Not surprisingly, the stock reacted adversely on Wednesday, closing at Rs1,055, about 2% lower from the previous day.
In spite of this and the steady decline in the stock price over the last one year, Siemens trades at a rich valuation of 47 times estimated FY18 earnings.
The September quarter’s performance did little to justify the valuation as the company disappointed on profits and margins. At 7.8%, the operating margin was 130 basis points lower year-on-year (y-o-y) and 120 basis points lower than forecast. A basis point is one-hundredth of a percentage point.
Of the six business segments, the energy segment that makes up nearly a third of total revenue was the bright spot, posting a strong 11% jump in revenue and a decent operating margin at 6.5%. The deplorable state of the power and gas industry is well delineated in the company’s performance—net revenue contracted by 63% y-o-y and profitability dipped by 820 basis points. Other segments that faltered were mobility and building technologies, again mirroring the subdued environment in construction, real estate and logistics.
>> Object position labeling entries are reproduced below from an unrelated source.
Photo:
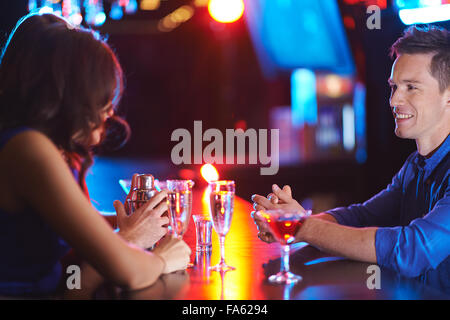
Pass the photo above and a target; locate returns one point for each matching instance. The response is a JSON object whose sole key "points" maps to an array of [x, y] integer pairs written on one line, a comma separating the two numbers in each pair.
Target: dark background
{"points": [[204, 71]]}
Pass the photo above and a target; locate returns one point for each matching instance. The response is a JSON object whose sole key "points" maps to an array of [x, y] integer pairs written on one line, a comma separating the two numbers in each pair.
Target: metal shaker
{"points": [[142, 189]]}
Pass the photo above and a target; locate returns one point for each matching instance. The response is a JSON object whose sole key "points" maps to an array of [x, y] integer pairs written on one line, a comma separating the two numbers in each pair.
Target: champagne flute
{"points": [[284, 225], [221, 204], [179, 201]]}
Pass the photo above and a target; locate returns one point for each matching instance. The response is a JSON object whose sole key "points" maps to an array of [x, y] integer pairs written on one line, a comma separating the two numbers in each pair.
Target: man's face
{"points": [[420, 110]]}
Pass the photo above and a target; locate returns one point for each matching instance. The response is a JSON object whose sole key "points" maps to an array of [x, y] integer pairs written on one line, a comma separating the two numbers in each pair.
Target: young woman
{"points": [[59, 89]]}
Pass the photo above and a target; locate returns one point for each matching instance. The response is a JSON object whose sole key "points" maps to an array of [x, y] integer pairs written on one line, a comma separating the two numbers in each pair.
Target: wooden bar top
{"points": [[324, 276]]}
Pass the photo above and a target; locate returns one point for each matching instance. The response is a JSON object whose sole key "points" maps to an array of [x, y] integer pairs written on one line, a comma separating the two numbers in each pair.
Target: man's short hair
{"points": [[428, 39]]}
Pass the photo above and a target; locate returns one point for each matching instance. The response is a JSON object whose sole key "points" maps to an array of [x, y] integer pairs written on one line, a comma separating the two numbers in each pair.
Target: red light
{"points": [[209, 172], [226, 11]]}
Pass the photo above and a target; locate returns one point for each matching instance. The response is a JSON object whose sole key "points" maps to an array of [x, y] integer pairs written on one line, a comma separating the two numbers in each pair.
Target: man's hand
{"points": [[279, 199], [145, 226]]}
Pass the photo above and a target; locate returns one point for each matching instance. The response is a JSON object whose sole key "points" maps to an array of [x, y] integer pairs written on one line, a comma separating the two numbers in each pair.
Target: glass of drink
{"points": [[221, 204], [203, 228], [284, 224], [179, 201]]}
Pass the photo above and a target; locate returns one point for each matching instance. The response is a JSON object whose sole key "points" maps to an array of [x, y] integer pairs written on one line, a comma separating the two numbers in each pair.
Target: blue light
{"points": [[116, 12], [359, 105], [303, 97], [299, 34], [45, 9]]}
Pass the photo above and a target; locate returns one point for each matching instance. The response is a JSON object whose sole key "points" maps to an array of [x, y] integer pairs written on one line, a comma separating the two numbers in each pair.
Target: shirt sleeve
{"points": [[381, 210], [421, 246]]}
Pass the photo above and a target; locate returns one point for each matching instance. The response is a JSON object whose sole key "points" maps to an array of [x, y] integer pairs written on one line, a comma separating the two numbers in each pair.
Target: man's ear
{"points": [[447, 97]]}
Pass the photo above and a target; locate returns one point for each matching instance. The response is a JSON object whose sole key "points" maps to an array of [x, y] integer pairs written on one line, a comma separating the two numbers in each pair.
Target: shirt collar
{"points": [[429, 164]]}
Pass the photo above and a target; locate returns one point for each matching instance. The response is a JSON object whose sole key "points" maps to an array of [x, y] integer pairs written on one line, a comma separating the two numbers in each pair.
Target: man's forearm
{"points": [[353, 243]]}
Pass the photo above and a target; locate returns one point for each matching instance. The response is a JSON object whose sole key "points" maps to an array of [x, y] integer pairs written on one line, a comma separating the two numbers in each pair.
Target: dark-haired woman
{"points": [[59, 90]]}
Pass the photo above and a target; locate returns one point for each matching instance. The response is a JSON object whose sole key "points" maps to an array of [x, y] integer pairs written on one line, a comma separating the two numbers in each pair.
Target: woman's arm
{"points": [[40, 177]]}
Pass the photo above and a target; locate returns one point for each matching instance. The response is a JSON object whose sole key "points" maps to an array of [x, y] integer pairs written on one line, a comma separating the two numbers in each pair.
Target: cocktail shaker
{"points": [[142, 190]]}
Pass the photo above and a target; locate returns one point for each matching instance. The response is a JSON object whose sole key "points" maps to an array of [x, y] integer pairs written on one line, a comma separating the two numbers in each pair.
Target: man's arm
{"points": [[421, 246], [354, 243]]}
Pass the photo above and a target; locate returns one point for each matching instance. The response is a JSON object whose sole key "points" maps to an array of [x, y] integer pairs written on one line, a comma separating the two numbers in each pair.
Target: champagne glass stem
{"points": [[285, 250], [222, 249]]}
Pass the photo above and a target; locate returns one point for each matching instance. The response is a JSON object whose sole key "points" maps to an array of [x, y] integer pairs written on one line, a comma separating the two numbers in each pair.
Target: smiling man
{"points": [[405, 227]]}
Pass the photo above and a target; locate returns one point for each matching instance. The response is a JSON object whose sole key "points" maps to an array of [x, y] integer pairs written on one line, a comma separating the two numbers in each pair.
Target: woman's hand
{"points": [[174, 252], [147, 225]]}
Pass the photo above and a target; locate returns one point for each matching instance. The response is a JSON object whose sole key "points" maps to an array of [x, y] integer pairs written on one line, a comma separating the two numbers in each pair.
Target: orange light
{"points": [[209, 172], [226, 11]]}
Given the pessimism on the Street on economic growth following the demonetization drive, there may be little interest in the stock in the near term. The quarter’s huge 11-fold increase in net profit includes a Rs2,992 crore exceptional gain on sale of its healthcare business. Adjusted for this, the net profit rose by just 5.8% to Rs170 crore when compared to a year back. Note that it was 22% below Bloomberg’s average estimate for the quarter.
If the stock has any positive news to ride on, it is the Rs10,800 crore order book at the end of the year, 13% higher from the year-ago level. Otherwise, the quarter’s order inflows were 21% lower. It was the earlier quarters’ performance that added up to close the full year with new orders of Rs12,064 crore, about 19% higher y-o-y.
Be that as it may, interest in the stock has dwindled over the years given the lack of consistency in segmental performance that makes it hard to extrapolate future earnings.